1. There is a fractured party. Denying it doesn't make it untrue. It's hardly a secret.

2. Part of the fracture is due to the coronation politics and take over pushes - on ALL sides. Romney did a TON of damage here. Rove made it worse. Gary Johnson supporters who want to be Republican precinct delegates as well didn't help matters either. Dictatorial demands lead to those demands getting a middle finger in response.

3. The Republican base is extremely frustrated with Washington DC and the caving by national leadership - over and over and over again. This isn't a one time matter. This is all the time. This is as damaging as Romney and Rove.

4. If Republicans do not stand for lower taxes and fiscal responsibility, then what do we stand for?  This is a frustration, at least in spending, that goes back to the Bush years. Today, the Bush years are looked at as almost fiscal responsibility compared to today. Boehner needs to man up and stand up to Obama. The one bad part about Mike Pence becoming Governor of Indiana is that his presence in the House is sorely missed.

5. We need at least 50% +1 to win. There's a lot of things that need to happen in elections for that to happen. Being a "true conservative" is not enough. Saying that you are a true conservative 100 times is counter productive because you're not focused on things that matter to most people. Competence issues. "Doing the job" issues. You can be a strong conservative on both economic and social issues and get moderate and even some liberal votes. You can't do that if you yap about it all the time. Why? Because those voters think that you're not doing your job by focusing on those issues all the time.  On the same note, don't open yourself to a double flanking by not standing for anything and going leftist and caving. Both of those things are a good way to lose.

6. Elections aren't an art. They don't magically happen. They are a process that requires planning, knowledge, time, money, and energy. All wings of the party have had their successes and failures. If you don't know how to win (which is at times different in each race and each area), you shouldn't be running the show. If a plan is not going correctly, it's time to adjust. Good leaders do that. That goes for all sides.

7. It's time to end this "take over" talk. It does not do anything constructive and right on its face puts people at odds. It creates enemies.

We have a problem. Time to fix it. 2014 is on the horizon. 
 














3 comments:

Jason Gillman said...

Its not about wanting to be the big cheese.

My own case is a perfect example. I don't want to be a rep for example.

However, if there is a substandard bearer, and I happen to be the only one left who represents my ideals, I may have to be. The same goes for chief of each of those 100 parties, or even the top guy.

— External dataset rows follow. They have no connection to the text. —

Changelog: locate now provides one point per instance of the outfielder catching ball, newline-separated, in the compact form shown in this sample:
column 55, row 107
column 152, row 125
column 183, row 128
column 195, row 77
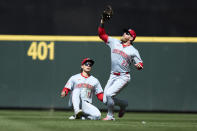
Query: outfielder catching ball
column 83, row 85
column 123, row 53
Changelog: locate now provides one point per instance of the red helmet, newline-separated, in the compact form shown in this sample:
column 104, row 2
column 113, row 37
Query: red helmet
column 87, row 60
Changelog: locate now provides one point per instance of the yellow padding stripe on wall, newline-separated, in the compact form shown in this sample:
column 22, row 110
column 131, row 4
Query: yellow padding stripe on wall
column 93, row 38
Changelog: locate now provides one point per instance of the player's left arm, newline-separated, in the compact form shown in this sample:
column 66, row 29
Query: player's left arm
column 99, row 91
column 138, row 61
column 67, row 88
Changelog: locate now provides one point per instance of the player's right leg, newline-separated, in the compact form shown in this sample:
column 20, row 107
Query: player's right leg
column 91, row 111
column 76, row 103
column 107, row 99
column 115, row 87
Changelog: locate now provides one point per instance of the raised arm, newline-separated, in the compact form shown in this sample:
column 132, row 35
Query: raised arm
column 101, row 32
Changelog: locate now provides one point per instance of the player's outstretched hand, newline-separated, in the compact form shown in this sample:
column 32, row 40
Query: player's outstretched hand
column 139, row 66
column 63, row 94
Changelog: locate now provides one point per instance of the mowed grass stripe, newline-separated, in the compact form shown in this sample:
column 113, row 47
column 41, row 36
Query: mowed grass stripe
column 50, row 121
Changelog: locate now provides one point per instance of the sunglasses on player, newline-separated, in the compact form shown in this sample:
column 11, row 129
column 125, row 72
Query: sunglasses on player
column 88, row 64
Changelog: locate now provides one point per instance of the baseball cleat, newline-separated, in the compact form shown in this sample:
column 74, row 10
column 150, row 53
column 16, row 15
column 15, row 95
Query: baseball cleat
column 79, row 114
column 109, row 118
column 72, row 117
column 122, row 110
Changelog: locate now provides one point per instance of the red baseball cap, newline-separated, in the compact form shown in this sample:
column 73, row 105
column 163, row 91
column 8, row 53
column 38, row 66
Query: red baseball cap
column 87, row 60
column 131, row 32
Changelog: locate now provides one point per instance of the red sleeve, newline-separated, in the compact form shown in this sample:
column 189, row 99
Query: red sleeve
column 100, row 96
column 102, row 34
column 66, row 90
column 141, row 65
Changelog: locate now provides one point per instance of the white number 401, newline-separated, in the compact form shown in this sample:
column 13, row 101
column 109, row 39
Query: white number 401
column 41, row 50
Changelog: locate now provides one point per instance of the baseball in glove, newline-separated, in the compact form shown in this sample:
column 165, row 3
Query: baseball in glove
column 107, row 13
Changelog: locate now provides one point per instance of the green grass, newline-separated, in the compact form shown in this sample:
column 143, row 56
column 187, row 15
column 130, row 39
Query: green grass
column 13, row 120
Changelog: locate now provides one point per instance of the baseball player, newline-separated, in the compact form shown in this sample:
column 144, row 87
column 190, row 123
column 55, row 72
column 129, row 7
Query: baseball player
column 83, row 85
column 123, row 54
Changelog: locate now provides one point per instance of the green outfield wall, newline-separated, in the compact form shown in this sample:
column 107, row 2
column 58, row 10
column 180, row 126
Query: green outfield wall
column 34, row 69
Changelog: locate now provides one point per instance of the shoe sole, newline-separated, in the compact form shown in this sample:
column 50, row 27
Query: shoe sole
column 79, row 114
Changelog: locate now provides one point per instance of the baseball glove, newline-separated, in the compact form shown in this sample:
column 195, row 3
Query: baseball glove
column 107, row 13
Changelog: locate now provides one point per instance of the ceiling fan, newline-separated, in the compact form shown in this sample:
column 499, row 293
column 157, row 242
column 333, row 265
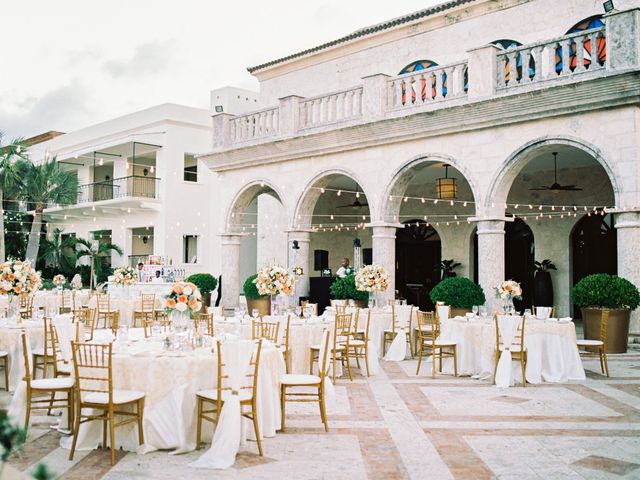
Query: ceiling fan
column 356, row 202
column 555, row 186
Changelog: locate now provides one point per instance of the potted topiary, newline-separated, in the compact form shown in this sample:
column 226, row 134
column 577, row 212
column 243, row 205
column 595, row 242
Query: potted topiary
column 345, row 289
column 542, row 284
column 206, row 283
column 598, row 292
column 459, row 293
column 254, row 299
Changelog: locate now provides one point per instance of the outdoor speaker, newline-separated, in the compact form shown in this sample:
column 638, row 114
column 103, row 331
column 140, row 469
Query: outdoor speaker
column 320, row 260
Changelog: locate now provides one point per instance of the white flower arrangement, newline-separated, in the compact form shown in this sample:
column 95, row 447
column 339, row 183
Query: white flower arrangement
column 17, row 277
column 508, row 290
column 274, row 280
column 372, row 278
column 125, row 276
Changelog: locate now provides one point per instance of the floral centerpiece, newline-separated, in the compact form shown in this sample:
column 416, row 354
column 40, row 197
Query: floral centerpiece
column 275, row 280
column 184, row 298
column 508, row 291
column 59, row 280
column 125, row 276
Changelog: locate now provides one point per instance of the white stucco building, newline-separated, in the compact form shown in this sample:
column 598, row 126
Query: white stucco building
column 351, row 137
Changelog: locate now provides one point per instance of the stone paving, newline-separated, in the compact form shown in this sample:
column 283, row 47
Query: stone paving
column 396, row 425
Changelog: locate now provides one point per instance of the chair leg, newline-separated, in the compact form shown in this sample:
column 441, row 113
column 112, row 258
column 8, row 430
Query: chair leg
column 140, row 428
column 254, row 417
column 283, row 401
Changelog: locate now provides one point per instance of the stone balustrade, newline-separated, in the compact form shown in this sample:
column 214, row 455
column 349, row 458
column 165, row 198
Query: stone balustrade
column 489, row 72
column 557, row 58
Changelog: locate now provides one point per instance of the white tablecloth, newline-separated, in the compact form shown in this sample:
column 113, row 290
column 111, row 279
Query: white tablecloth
column 170, row 381
column 552, row 354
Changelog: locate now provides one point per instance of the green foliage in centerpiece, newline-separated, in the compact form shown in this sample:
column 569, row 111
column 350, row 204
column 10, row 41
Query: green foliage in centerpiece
column 602, row 290
column 458, row 292
column 345, row 289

Sometimes you don't see those guys until that time comes, and then they are seen as interlopers.

If someone is clear in their ideas, and speaks the right language I'll be inclined to ghive an opportunity to prove it if the alternative is waiting through another term of mediocrity.

We only have so much time on earth, we need to make it count.

Communications guru said...

This stuff is hard to read, but I can tell you the direction the Grand Oil Party is taking: to the right directly off the cliff. Teabaggers are just the fringe that has always been there. I saw them in the mid-1990s when I worked for papers in Lenawee County, but they were called the militia. You can’t call them the “tea party” because they stand for nothing, and they know they will never be a party because voters would reject them.

It’s exactly about wanting to be the big cheese. Gillman is the only person I have ever seen who has as big as ego as you do. “I don't want to be a rep for example?” That’s a lie, but you can’t even get through a Republican primary.

Communications guru said...

MIRS reported today that teabaggers won “only 20 percent of the seats on the MRP's governing board” at the convention on Saturday. Sounds like a fringe to me. The other good news is that there are a few sane Republicans left, and we saw 29 of them yesterday with the passage of House Bill 4111 that accepted grant dollars for a state-federal partnership health exchange.